Uma solução para mitigar essa desilusão seria o parlamentarismo e o voto distrital para que o eleitor pudesse se identificar em quem votou e dele cobrar as suas expectativas, observa. "Uma outra dimensão é a redistribuição dos gastos da União para os distritos ou unidades políticas decorrentes do voto distrital. É importante o eleitor saber se o imposto que paga é gasto em algo que lhe dê algum benefício ou não; cabe a ele pressionar por maior eficiência no gasto público comparando o gasto efetivado com o resultado que ele pode observar no seu distrito", sugere.

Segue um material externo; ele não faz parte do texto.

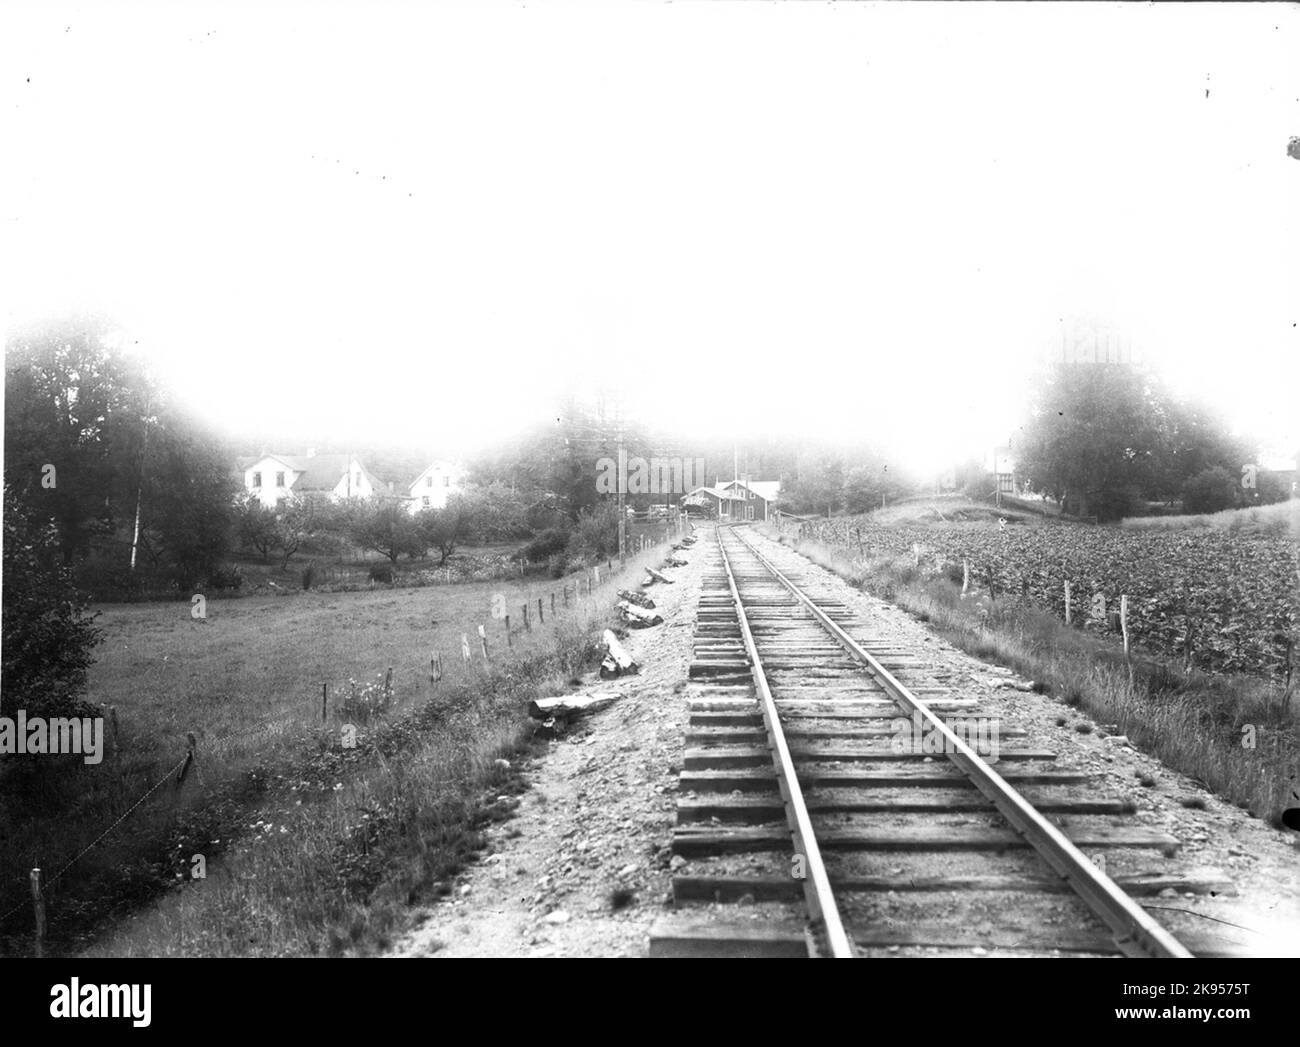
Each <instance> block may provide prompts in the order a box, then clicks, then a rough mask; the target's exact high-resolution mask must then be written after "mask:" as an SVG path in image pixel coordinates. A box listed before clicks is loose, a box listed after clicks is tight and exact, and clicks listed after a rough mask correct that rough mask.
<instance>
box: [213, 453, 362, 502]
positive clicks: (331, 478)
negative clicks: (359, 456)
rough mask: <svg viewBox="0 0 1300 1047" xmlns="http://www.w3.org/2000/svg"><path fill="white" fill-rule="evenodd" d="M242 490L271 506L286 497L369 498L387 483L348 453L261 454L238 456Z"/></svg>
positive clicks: (238, 463) (283, 498) (358, 460)
mask: <svg viewBox="0 0 1300 1047" xmlns="http://www.w3.org/2000/svg"><path fill="white" fill-rule="evenodd" d="M238 468H239V472H242V473H243V485H244V490H247V492H250V493H252V494H256V496H257V498H259V499H260V501H261V503H263V505H264V506H266V507H268V509H274V507H276V506H277V505H278V503H279V502H281V501H282V499H285V498H287V497H289V496H291V494H292V496H298V497H303V496H309V494H316V496H321V497H329V498H369V497H370V496H372V494H381V493H385V492H386V486H385V485H383V484H382V483H381V481H380V480H378V479H376V476H374V475H373V473H370V472H369V470H367V468H365V466H363V464H361V463H360V460H357V458H356V457H355V455H350V454H316V453H315V451H307V454H304V455H295V454H263V455H260V457H257V458H240V459H239V462H238Z"/></svg>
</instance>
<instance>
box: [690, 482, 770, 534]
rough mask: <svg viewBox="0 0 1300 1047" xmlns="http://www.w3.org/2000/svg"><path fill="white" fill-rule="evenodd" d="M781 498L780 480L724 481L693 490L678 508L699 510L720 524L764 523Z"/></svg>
mask: <svg viewBox="0 0 1300 1047" xmlns="http://www.w3.org/2000/svg"><path fill="white" fill-rule="evenodd" d="M780 497H781V481H780V480H728V481H727V483H725V484H714V486H711V488H695V489H694V490H693V492H690V493H689V494H686V496H685V497H684V498H682V499H681V501H682V505H688V506H690V505H694V506H703V507H705V509H707V510H708V511H710V515H712V516H715V518H716V519H719V520H724V522H732V523H736V522H740V520H767V519H770V518H771V516H772V514H774V512H775V511H776V510H775V506H776V502H777V499H780Z"/></svg>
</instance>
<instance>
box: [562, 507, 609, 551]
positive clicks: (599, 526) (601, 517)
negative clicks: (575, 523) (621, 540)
mask: <svg viewBox="0 0 1300 1047" xmlns="http://www.w3.org/2000/svg"><path fill="white" fill-rule="evenodd" d="M573 538H575V542H576V544H577V545H578V548H581V549H589V550H590V551H591V553H593V554H594V555H595V557H598V558H602V559H603V558H607V557H612V555H615V554H616V553H617V551H619V507H617V506H616V505H614V503H610V505H601V506H595V507H594V509H585V510H582V514H581V515H580V516H578V519H577V524H576V527H575V528H573Z"/></svg>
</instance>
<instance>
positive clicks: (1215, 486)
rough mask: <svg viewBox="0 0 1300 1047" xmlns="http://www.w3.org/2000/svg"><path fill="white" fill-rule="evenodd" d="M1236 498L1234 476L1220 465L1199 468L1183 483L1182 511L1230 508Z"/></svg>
mask: <svg viewBox="0 0 1300 1047" xmlns="http://www.w3.org/2000/svg"><path fill="white" fill-rule="evenodd" d="M1235 498H1236V477H1235V476H1232V473H1230V472H1229V471H1227V470H1226V468H1223V467H1222V466H1214V467H1213V468H1208V470H1201V471H1200V472H1199V473H1196V475H1195V476H1192V477H1191V479H1190V480H1188V481H1187V483H1186V484H1183V511H1184V512H1218V511H1219V510H1223V509H1231V507H1232V503H1234V501H1235Z"/></svg>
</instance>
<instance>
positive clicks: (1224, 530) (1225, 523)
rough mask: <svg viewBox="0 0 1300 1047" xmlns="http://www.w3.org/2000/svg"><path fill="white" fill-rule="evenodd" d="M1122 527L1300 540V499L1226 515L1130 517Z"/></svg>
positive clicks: (1254, 506)
mask: <svg viewBox="0 0 1300 1047" xmlns="http://www.w3.org/2000/svg"><path fill="white" fill-rule="evenodd" d="M1119 525H1121V527H1127V528H1130V529H1134V531H1191V529H1200V528H1210V529H1213V531H1226V532H1227V533H1230V535H1291V536H1294V537H1295V536H1300V498H1291V499H1290V501H1286V502H1274V503H1273V505H1266V506H1251V507H1247V509H1225V510H1223V511H1222V512H1200V514H1192V515H1188V516H1126V518H1125V519H1123V520H1121V522H1119Z"/></svg>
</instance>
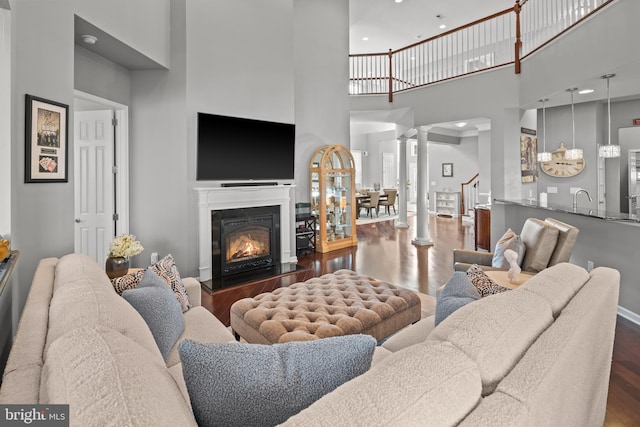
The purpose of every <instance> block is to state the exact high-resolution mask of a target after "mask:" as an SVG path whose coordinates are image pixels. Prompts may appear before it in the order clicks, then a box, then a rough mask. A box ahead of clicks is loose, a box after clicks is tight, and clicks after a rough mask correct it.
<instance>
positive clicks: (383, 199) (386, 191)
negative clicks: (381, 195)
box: [378, 188, 398, 215]
mask: <svg viewBox="0 0 640 427" xmlns="http://www.w3.org/2000/svg"><path fill="white" fill-rule="evenodd" d="M383 191H384V194H385V195H386V196H387V197H386V198H385V199H383V200H380V202H378V205H379V206H384V207H385V210H386V212H387V215H391V210H390V209H389V208H390V207H393V213H394V214H395V213H396V197H397V195H398V190H397V189H395V188H385V189H384V190H383Z"/></svg>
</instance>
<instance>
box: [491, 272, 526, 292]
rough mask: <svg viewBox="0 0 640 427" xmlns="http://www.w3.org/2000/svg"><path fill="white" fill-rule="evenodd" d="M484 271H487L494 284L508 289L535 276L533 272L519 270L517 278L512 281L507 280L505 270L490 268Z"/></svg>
mask: <svg viewBox="0 0 640 427" xmlns="http://www.w3.org/2000/svg"><path fill="white" fill-rule="evenodd" d="M485 273H487V276H489V277H490V278H491V280H493V281H494V282H496V284H498V285H500V286H504V287H505V288H509V289H515V288H517V287H518V286H520V285H522V284H523V283H524V282H526V281H527V280H529V279H531V278H532V277H533V276H535V274H531V273H525V272H520V275H519V276H518V279H517V280H516V281H515V282H513V283H512V282H510V281H509V276H508V275H507V272H506V271H500V270H492V271H485Z"/></svg>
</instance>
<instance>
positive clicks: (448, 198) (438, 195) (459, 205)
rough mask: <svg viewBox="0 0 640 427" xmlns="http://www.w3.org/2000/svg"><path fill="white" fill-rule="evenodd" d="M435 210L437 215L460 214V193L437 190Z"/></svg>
mask: <svg viewBox="0 0 640 427" xmlns="http://www.w3.org/2000/svg"><path fill="white" fill-rule="evenodd" d="M435 212H436V214H437V215H451V216H458V215H460V193H459V192H455V191H436V203H435Z"/></svg>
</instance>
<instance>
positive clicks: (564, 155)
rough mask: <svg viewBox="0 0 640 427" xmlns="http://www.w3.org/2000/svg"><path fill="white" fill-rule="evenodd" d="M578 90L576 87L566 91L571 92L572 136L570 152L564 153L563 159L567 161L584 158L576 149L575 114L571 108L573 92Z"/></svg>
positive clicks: (572, 108)
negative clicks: (571, 146)
mask: <svg viewBox="0 0 640 427" xmlns="http://www.w3.org/2000/svg"><path fill="white" fill-rule="evenodd" d="M576 90H578V88H577V87H573V88H571V89H567V91H568V92H571V123H572V126H573V127H572V134H573V145H572V147H571V150H567V151H565V152H564V158H565V159H567V160H579V159H582V158H583V157H584V155H583V153H582V148H576V113H575V107H574V106H573V92H575V91H576Z"/></svg>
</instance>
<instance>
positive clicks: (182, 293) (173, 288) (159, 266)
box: [149, 254, 191, 313]
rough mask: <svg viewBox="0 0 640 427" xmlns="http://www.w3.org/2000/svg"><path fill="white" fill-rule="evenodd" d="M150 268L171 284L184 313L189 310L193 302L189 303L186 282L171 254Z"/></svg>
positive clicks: (173, 290)
mask: <svg viewBox="0 0 640 427" xmlns="http://www.w3.org/2000/svg"><path fill="white" fill-rule="evenodd" d="M149 268H151V269H152V270H153V271H155V272H156V274H157V275H158V276H160V277H162V278H163V279H164V281H165V282H167V283H168V284H169V286H171V289H172V290H173V293H174V294H176V298H178V302H179V303H180V306H181V307H182V312H183V313H184V312H185V311H187V310H189V309H190V308H191V303H189V296H188V295H187V289H186V288H185V287H184V283H182V278H181V277H180V273H178V268H177V267H176V264H175V262H174V261H173V257H172V256H171V254H169V255H167V256H165V257H164V258H162V259H161V260H160V261H158V262H157V263H155V264H153V265H152V266H151V267H149Z"/></svg>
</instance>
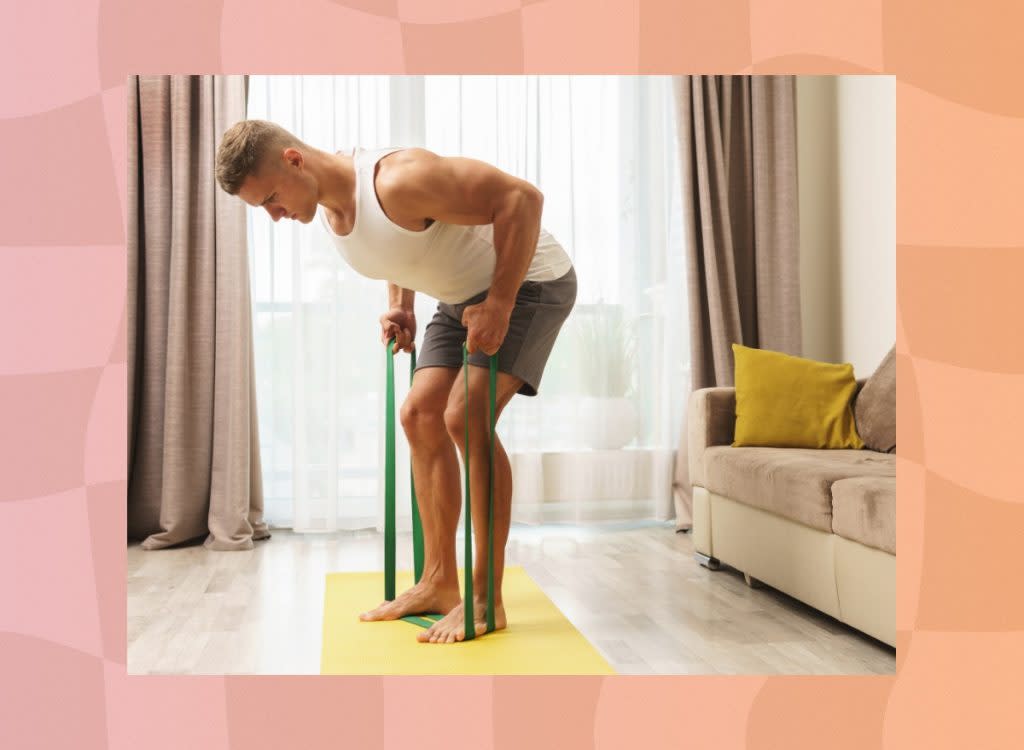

Arida diz que conhece o prefeito paulistano, João Doria (PSDB), figura que usou enfaticamente a aura de gestor para conquistar a vitória nas urnas. Pondera que é cedo para avaliar sua administração, mas observa que a busca do bom gestor como critério eleitoral é uma excelente notícia. "Contrasta com um passado no qual a visão desenvolvimentista e a expectativa de um Estado paternalista dominavam a cena política", diz Arida, pouco antes de pedir um café - ele não quis sobremesa. "Qualquer um que tenha passado pela máquina pública tem histórias de horrorizar, de desperdício, de exagero, de falta de boa alocação de recursos. Não é culpa de um ou outro, o sistema leva ao desperdício." Quando olha o relógio, são mais de 15 horas. Ele agradece a entrevista, se despede e deixa o restaurante apressado. Uma vida longe da economia o espera pela frente. (Colaboraram Vanessa Adachi e Robinson Borges)

 

 

Valor econômico, v. 17, n. 4278, 17/06/2017. Brasil, p. A2.